Suspension des décisions de démolition et de déguerpissement :
L'Autre quotidien - La décision prise par le gouvernement le 12 octobre dernier en conseil des ministres au sujet de la suspension de l’arrêt des décisions de justice relatives à la démolition et au déguerpissement des maisons objets de litige continue de faire couler beaucoup d’encre et de salive au sein de l’opinion publique. Après la réaction des magistrats et de la chambre des notaires, le gouvernement est revenu à la charge à la faveur d’un communiqué pour préciser à nouveau ses intentions. Mais que peut-on retenir de ce malentendu né entre les deux institutions.
La mauvaise compréhension de la décision du
gouvernement de faire surseoir provisoirement à toutes les décisions de
justice relatives aux conflits domaniaux fait apparaître au grand jour
un problème de droit. C’est celui de la primauté de la notion de la
paix sociale et nationale sur le droit. Le gouvernement a fondé sa
décision sur la quiétude et la paix nationale. En effet il n’est pas
rare de constater que l’exécution des décisions domaniales ordonnées
par les cours et tribunaux du pays donnent souvent lieu à des scènes de
mécontentement et de désolation. Le cas d’Agla zone C est encore vivace
dans les esprits. On avait même déploré la mort d’une femme en état de
grossesse, lors des opérations de démolition. Pour ce cas précis porté
à l’attention des élus du peuple au moyen d’une pétition des habitants
de cette localité, plus de 2000 parcelles doivent être rasées au profit
d’une seule propriétaire. Certains acquéreurs ont affirmé avoir acheté
leurs parcelles et l’habitent depuis plus de 30 ans. Et un beau matin
les agents de force de sécurité se sont présentés pour démolir leurs
habitations. Le cas d’Agla zone C concerne plus de 20 000 âmes. Devant
cette situation sociale les députés avaient suggéré dans le rapport de
la commission du plan et de l’équipement d’approcher l’huissier de
justice et l’avocat ayant en charge le dossier. Dans le rapport de la
commission, les députés ont également recommandé une rencontre entre la
justice, le législatif et le gouvernement pour que le problème du
foncier soit véritablement posé et débattu afin de prendre des mesures
appropriées pour cesser les désordres qu’on y note. C’est dire que la
décision du gouvernement n’a fait qu’entériner l’une des
recommandations du parlement soucieux d’un règlement à l’amiable de ce
problème. Saisi par plusieurs plaintes, des populations disent être
victimes d’injustice et de la mauvaise foi de certaines personnes qui
se présentent comme des propriétaires terriens.
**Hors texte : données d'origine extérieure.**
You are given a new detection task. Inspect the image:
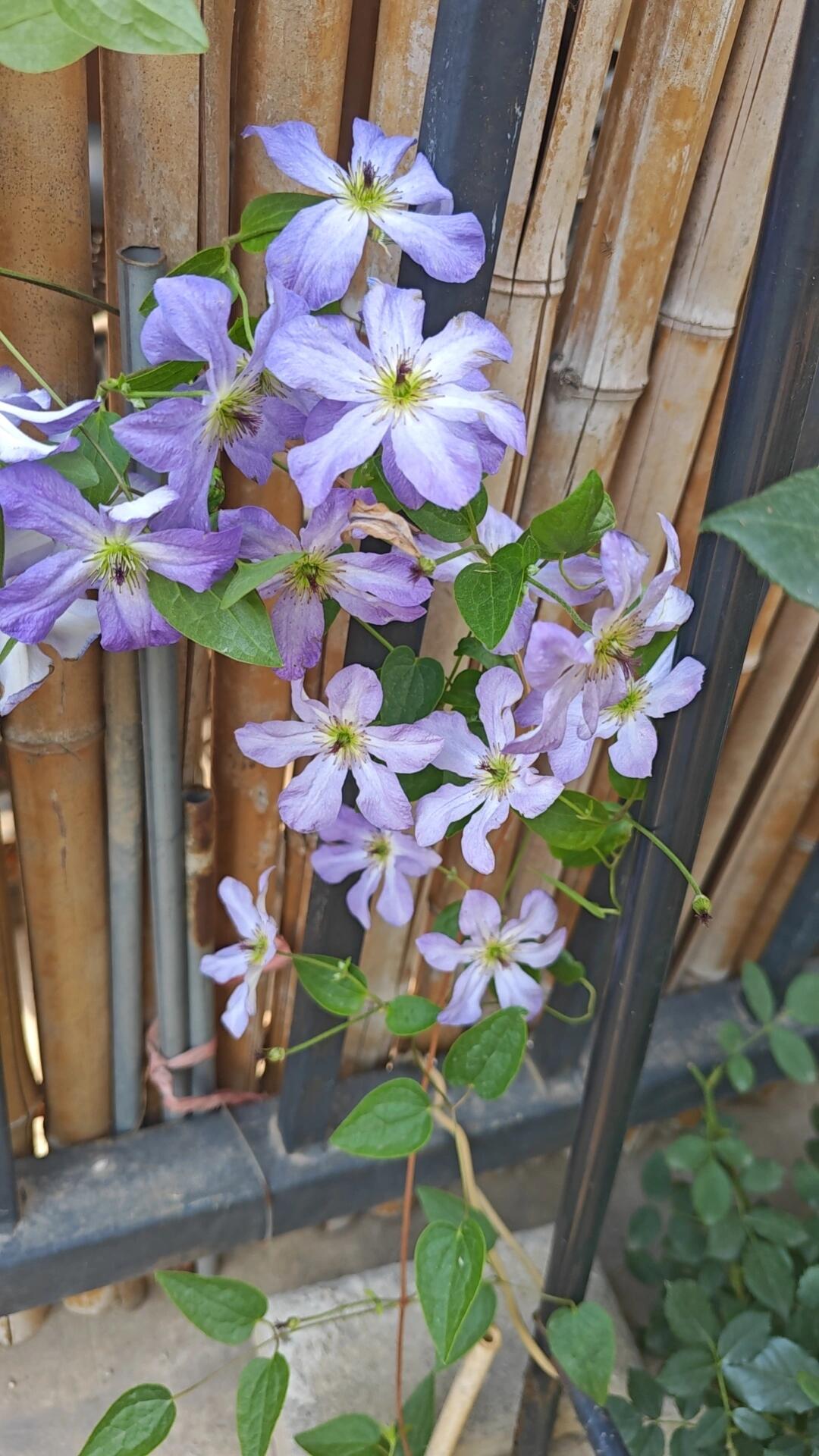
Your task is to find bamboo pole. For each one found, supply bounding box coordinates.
[521,0,742,505]
[612,0,805,541]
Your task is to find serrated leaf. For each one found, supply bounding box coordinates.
[699,469,819,607]
[329,1078,433,1157]
[147,571,281,667]
[80,1385,177,1456]
[293,956,367,1016]
[236,192,325,253]
[547,1301,617,1405]
[443,1006,528,1102]
[52,0,207,55]
[379,646,444,725]
[236,1351,290,1456]
[768,1027,816,1086]
[156,1269,267,1345]
[416,1219,487,1363]
[384,996,440,1037]
[221,551,303,611]
[416,1184,497,1254]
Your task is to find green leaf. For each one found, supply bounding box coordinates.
[0,0,95,73]
[547,1301,617,1405]
[52,0,207,55]
[529,470,615,560]
[786,971,819,1027]
[441,1280,497,1366]
[742,1244,795,1322]
[293,956,367,1016]
[236,1351,290,1456]
[691,1157,733,1223]
[443,1006,526,1102]
[379,646,444,725]
[723,1335,819,1415]
[147,571,281,667]
[661,1345,716,1401]
[236,192,325,253]
[329,1078,433,1157]
[699,469,819,607]
[416,1184,497,1254]
[455,541,523,648]
[397,1373,436,1456]
[296,1415,384,1456]
[156,1269,267,1345]
[416,1219,487,1361]
[140,243,239,318]
[768,1027,816,1084]
[717,1309,771,1364]
[80,1380,174,1456]
[663,1279,720,1345]
[221,551,303,611]
[742,961,777,1025]
[384,996,440,1037]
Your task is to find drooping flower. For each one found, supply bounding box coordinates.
[416,667,563,875]
[0,369,99,464]
[312,804,440,930]
[0,463,240,652]
[549,642,705,782]
[267,282,526,508]
[112,275,307,530]
[218,489,433,679]
[510,516,694,753]
[199,869,278,1037]
[236,663,441,834]
[416,890,566,1027]
[243,119,485,309]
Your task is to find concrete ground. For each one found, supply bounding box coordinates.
[0,1086,816,1456]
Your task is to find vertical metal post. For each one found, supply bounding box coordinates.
[112,247,190,1095]
[278,0,545,1149]
[514,0,819,1456]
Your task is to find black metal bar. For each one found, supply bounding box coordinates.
[0,1054,20,1235]
[280,0,545,1149]
[514,0,819,1456]
[0,983,819,1313]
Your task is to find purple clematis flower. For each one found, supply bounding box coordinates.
[243,119,485,309]
[0,463,240,652]
[112,275,307,530]
[236,663,441,834]
[416,890,566,1027]
[549,642,705,783]
[199,869,278,1037]
[267,282,526,508]
[0,369,99,464]
[416,667,563,875]
[218,489,433,679]
[510,516,694,753]
[312,804,440,930]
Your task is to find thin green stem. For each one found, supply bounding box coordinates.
[0,268,120,313]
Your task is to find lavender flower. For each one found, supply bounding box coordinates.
[199,869,278,1037]
[416,667,563,875]
[416,890,566,1027]
[267,282,526,507]
[218,489,433,679]
[236,664,441,833]
[112,275,307,530]
[0,463,240,652]
[243,119,485,309]
[549,642,705,782]
[510,516,694,753]
[312,804,440,930]
[0,369,99,464]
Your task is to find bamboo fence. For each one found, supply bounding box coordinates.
[0,0,804,1200]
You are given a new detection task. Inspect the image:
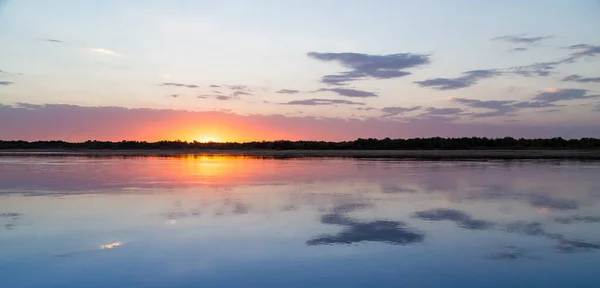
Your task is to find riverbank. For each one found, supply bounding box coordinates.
[0,150,600,160]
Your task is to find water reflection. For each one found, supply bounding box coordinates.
[0,156,600,287]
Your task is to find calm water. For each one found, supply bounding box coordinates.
[0,156,600,287]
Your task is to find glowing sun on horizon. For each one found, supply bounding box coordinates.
[196,135,223,143]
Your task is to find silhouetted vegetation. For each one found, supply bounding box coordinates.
[0,137,600,150]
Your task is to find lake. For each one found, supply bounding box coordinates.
[0,156,600,287]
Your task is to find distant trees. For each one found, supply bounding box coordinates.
[0,137,600,150]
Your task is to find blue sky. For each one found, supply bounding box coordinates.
[0,0,600,140]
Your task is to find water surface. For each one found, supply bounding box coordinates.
[0,156,600,287]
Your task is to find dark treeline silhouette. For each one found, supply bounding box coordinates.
[0,137,600,150]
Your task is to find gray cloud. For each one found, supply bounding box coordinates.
[314,88,378,97]
[414,69,501,90]
[533,89,600,103]
[413,208,495,230]
[425,107,464,115]
[44,39,65,43]
[225,85,250,91]
[561,44,600,63]
[306,214,425,246]
[492,34,552,44]
[504,62,561,77]
[381,106,421,117]
[554,215,600,224]
[451,97,559,118]
[275,89,300,94]
[510,47,529,52]
[562,74,600,83]
[279,98,365,106]
[160,82,198,88]
[231,91,252,97]
[529,195,579,210]
[307,52,430,85]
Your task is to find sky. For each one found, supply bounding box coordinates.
[0,0,600,141]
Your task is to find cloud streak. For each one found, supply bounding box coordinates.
[160,82,198,88]
[313,88,378,98]
[307,52,430,86]
[381,106,421,117]
[280,98,365,106]
[562,74,600,83]
[492,34,553,44]
[414,69,501,90]
[90,48,123,57]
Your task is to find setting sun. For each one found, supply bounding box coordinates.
[196,135,223,143]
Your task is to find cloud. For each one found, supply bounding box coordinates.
[43,39,65,43]
[0,103,600,142]
[562,74,600,83]
[425,107,464,115]
[554,215,600,224]
[313,88,378,97]
[307,52,430,85]
[275,89,300,94]
[90,48,123,57]
[414,69,501,90]
[529,195,579,210]
[561,44,600,63]
[160,82,198,88]
[504,62,561,77]
[413,208,495,230]
[280,98,365,106]
[225,85,250,91]
[510,47,529,52]
[231,91,252,97]
[306,214,425,246]
[381,106,421,117]
[533,89,600,103]
[492,34,553,44]
[450,97,558,118]
[215,95,232,101]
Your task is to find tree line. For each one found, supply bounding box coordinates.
[0,137,600,150]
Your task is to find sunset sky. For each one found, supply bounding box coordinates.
[0,0,600,141]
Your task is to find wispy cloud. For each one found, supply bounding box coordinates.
[562,44,600,63]
[313,88,378,98]
[492,34,553,44]
[307,52,429,85]
[160,82,198,88]
[43,39,65,43]
[414,69,501,90]
[90,48,123,57]
[381,106,421,117]
[533,88,600,103]
[510,47,529,52]
[275,89,300,94]
[231,91,252,97]
[280,98,365,106]
[562,74,600,83]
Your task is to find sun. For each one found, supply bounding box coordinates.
[196,135,222,143]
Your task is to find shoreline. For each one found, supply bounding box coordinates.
[0,150,600,160]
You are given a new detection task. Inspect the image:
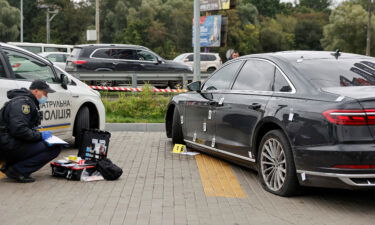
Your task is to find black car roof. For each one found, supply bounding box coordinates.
[74,44,148,49]
[240,51,368,62]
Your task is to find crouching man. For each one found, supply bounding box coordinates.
[0,80,60,183]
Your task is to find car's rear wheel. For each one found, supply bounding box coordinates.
[207,67,216,73]
[172,107,185,144]
[74,106,90,148]
[258,130,299,196]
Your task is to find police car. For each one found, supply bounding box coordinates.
[0,43,105,145]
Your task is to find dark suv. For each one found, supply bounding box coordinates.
[66,44,192,86]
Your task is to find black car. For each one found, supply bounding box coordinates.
[65,44,192,86]
[166,51,375,196]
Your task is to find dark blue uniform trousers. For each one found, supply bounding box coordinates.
[6,141,61,176]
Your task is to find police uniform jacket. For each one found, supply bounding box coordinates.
[0,88,42,151]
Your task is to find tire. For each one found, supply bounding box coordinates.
[74,106,90,148]
[258,130,299,197]
[207,67,216,73]
[172,107,185,144]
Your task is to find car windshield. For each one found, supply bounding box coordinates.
[295,58,375,88]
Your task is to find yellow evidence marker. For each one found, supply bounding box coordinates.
[173,144,186,154]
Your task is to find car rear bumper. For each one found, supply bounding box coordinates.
[294,143,375,188]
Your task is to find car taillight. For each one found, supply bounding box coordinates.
[323,109,375,126]
[333,165,375,169]
[72,60,87,65]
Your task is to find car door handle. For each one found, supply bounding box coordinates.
[249,103,262,110]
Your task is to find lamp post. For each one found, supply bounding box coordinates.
[95,0,100,44]
[20,0,23,42]
[366,0,373,56]
[37,4,59,44]
[193,0,201,81]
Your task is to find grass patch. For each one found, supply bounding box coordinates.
[101,85,174,123]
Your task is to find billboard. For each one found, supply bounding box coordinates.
[200,0,230,12]
[192,15,221,47]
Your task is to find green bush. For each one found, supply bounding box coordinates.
[102,85,173,123]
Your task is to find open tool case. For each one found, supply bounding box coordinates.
[50,130,111,180]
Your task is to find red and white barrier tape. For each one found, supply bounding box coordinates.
[90,86,187,93]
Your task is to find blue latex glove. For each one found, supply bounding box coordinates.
[41,131,52,141]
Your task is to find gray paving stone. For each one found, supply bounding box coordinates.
[0,131,375,225]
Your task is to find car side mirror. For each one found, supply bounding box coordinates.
[187,81,202,92]
[60,74,69,89]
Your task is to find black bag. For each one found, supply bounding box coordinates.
[96,159,122,180]
[78,129,111,161]
[50,162,96,180]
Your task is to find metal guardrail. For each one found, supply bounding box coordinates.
[69,71,210,88]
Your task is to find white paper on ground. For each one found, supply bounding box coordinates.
[44,135,68,145]
[180,152,199,156]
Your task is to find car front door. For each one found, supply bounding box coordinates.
[185,61,242,148]
[215,59,276,160]
[137,50,164,72]
[4,48,74,137]
[0,48,17,108]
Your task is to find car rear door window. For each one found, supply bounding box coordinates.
[47,54,66,62]
[232,60,275,91]
[4,49,56,83]
[92,48,131,60]
[0,61,6,78]
[44,47,68,52]
[273,69,292,92]
[116,49,137,60]
[203,61,242,90]
[207,55,216,61]
[137,50,158,62]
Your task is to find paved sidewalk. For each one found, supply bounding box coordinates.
[0,132,375,225]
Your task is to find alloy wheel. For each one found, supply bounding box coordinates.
[260,138,287,191]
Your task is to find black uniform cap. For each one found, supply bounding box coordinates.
[29,80,56,93]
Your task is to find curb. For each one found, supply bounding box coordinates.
[105,123,165,132]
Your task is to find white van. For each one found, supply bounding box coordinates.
[0,43,105,145]
[8,42,73,54]
[173,53,222,73]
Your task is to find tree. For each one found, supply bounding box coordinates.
[322,2,375,54]
[260,18,294,52]
[247,0,280,17]
[294,12,328,50]
[0,0,20,42]
[299,0,332,11]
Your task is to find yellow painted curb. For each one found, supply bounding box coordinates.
[195,154,247,198]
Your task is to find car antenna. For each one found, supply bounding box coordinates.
[331,49,341,59]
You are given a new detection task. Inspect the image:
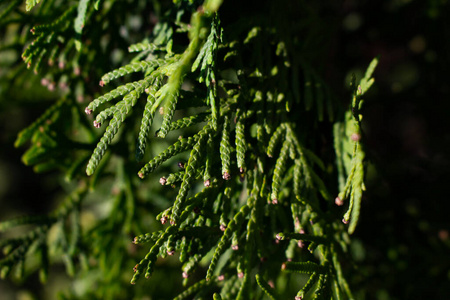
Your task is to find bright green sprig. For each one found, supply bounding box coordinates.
[281,261,327,274]
[173,279,212,300]
[14,98,67,147]
[86,79,150,176]
[128,42,164,52]
[30,6,76,35]
[136,76,162,161]
[138,135,199,178]
[297,273,320,299]
[157,78,182,138]
[85,77,152,115]
[100,60,161,86]
[277,232,330,244]
[236,109,247,173]
[266,124,286,157]
[74,0,90,51]
[25,0,41,11]
[169,113,210,131]
[94,106,118,128]
[131,226,177,284]
[171,124,212,223]
[255,274,277,300]
[133,232,160,244]
[0,0,22,20]
[159,171,185,185]
[271,140,290,204]
[206,205,250,280]
[220,115,231,180]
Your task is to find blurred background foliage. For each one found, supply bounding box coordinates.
[0,0,450,300]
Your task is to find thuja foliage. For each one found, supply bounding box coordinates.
[0,0,377,299]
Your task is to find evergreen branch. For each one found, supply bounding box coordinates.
[266,124,286,157]
[271,140,290,204]
[25,0,41,11]
[236,109,247,174]
[255,274,276,300]
[170,124,212,224]
[281,261,327,274]
[296,273,320,300]
[0,0,22,20]
[74,0,90,43]
[220,115,231,180]
[138,135,199,178]
[128,42,164,52]
[14,98,67,147]
[30,5,76,35]
[85,77,152,115]
[206,205,250,281]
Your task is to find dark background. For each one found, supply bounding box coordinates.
[0,0,450,300]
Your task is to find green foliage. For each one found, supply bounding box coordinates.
[0,0,377,299]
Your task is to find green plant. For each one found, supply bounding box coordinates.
[0,0,377,299]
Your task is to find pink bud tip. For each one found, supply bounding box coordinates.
[41,78,50,86]
[350,133,361,142]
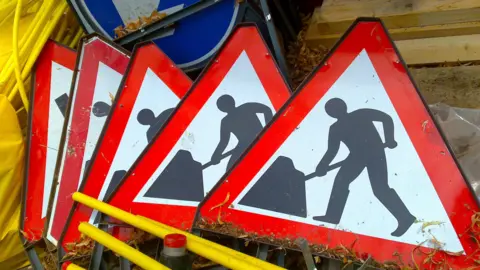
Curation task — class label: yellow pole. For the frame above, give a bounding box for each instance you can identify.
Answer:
[0,0,56,86]
[73,192,284,269]
[78,222,170,270]
[137,215,283,269]
[7,2,68,101]
[12,0,29,112]
[67,263,86,270]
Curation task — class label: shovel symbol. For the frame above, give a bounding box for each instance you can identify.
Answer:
[305,161,343,181]
[202,148,235,170]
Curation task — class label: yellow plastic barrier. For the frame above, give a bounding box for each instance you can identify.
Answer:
[67,263,86,270]
[0,0,83,269]
[73,192,284,270]
[78,222,170,270]
[0,95,28,269]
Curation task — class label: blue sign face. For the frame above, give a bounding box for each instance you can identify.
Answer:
[75,0,238,70]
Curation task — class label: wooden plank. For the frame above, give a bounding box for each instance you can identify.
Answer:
[307,34,480,65]
[312,0,480,35]
[410,66,480,108]
[395,34,480,65]
[305,21,480,48]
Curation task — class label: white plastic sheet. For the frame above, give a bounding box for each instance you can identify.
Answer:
[430,103,480,197]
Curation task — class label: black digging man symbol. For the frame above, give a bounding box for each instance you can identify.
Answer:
[239,98,415,236]
[313,98,415,237]
[94,105,174,209]
[83,101,111,191]
[137,108,175,143]
[145,95,273,202]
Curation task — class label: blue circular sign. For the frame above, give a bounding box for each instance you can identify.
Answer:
[70,0,238,70]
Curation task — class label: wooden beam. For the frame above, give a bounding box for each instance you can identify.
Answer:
[305,21,480,48]
[395,34,480,65]
[410,66,480,108]
[307,34,480,65]
[312,0,480,35]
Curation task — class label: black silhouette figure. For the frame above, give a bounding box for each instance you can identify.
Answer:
[313,98,415,237]
[145,95,272,202]
[137,108,174,143]
[145,150,204,202]
[92,101,112,117]
[55,94,68,117]
[211,95,273,170]
[239,156,307,218]
[80,99,111,209]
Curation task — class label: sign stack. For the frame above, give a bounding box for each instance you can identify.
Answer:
[21,19,479,269]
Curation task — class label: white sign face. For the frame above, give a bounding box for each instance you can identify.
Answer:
[90,68,180,223]
[75,62,123,190]
[47,62,122,245]
[42,61,73,218]
[233,51,463,252]
[134,52,275,206]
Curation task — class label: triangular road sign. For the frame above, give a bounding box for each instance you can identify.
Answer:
[60,42,192,253]
[20,40,76,243]
[46,35,129,245]
[107,25,290,232]
[195,19,478,269]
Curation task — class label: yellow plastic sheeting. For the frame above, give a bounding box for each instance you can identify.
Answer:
[0,95,28,269]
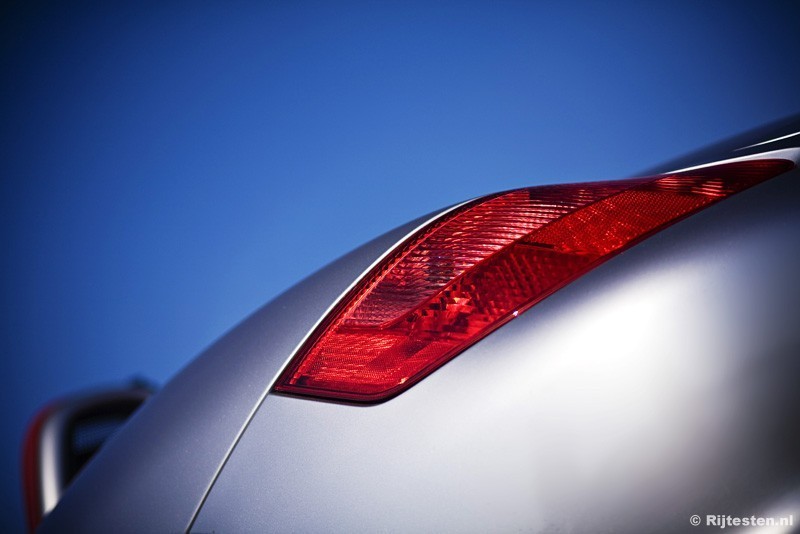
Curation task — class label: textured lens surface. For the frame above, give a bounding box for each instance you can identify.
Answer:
[275,160,794,402]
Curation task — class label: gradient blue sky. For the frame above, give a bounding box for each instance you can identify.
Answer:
[0,1,800,531]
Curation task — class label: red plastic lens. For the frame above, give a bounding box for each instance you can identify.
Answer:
[275,160,794,402]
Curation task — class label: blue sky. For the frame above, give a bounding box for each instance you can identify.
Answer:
[0,1,800,530]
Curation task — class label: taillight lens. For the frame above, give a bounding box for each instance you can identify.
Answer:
[275,159,794,402]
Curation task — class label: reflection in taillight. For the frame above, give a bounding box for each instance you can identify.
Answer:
[22,406,52,532]
[275,159,794,402]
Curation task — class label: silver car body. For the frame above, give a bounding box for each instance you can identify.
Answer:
[41,118,800,533]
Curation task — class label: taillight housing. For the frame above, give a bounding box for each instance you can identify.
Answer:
[274,159,794,403]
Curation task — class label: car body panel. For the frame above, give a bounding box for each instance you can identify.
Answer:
[193,171,800,533]
[36,117,800,532]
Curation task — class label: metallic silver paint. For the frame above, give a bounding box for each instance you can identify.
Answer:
[193,170,800,533]
[40,217,444,532]
[42,117,800,532]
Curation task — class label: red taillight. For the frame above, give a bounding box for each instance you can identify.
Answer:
[275,159,794,402]
[22,405,53,532]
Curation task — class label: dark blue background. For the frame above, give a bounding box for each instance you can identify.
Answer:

Les députés ont pris conscience du désordre qui règne dans ce domaine
où la main d’une mafia continue de manipuler les opérations de
lotissements et d’influer sur le règlement des contentieux créés par
l’indélicatesse des propriétaires terriens avérés ou escrocs, souvent
en complicité avec l’administration locale. Sans un règlement de ces
conflits le Bénin ne connaîtra pas la paix et la quiétude sociale
encore moins la sécurité foncière. Car en réalité toutes les parcelles
au Bénin sont peu sûres. La question foncière constitue ainsi une bombe
sociale qui peut exploser à tout moment. Vu sous cet angle la décision
du gouvernement apparaît comme une solution sage pour calmer les
esprits déjà surchauffés et rechercher les meilleures façons de gérer
ces types de dossiers, administrativement et judiciairement sans créer
des injustices. La spéculation foncière ne permettant pas souvent la
sérénité et la clairvoyance qui permettent des décisions justes pour
tous, surtout les plus fragilisés de la société. Mais malheureusement
elle a été mal comprise et diversement interprétée par les acteurs du
monde judiciaire qui ont dénoncé à travers cette décision une immixtion
de l’Exécutif dans le judiciaire en fondant leur argumentation sur la
notion de la séparation du pouvoir principe à valeur constitutionnelle.
La question de droit qu’on peut poser est de savoir si le respect de la
loi surpasse la recherche de la paix.. Doit on au nom de la loi
exécuter des décisions de justice qui pourraient provoquer des révoltes
populaires, semer des troubles sociaux ? La question reste du tout de
même posée. La décision du gouvernement est d’ordre moral alors que les
magistrats sont collés au respect de la loi. C’est vrai que le droit et
la morale s’ignorent. Mais le but des deux est la recherche de la
quiétude et de la paix. Le but de la loi est de bâtir une nation juste
où règne la paix. Mais si cette loi doit provoquer des troubles, ne
doit-on pas la préférer à la morale ? C’est une question de bon sens.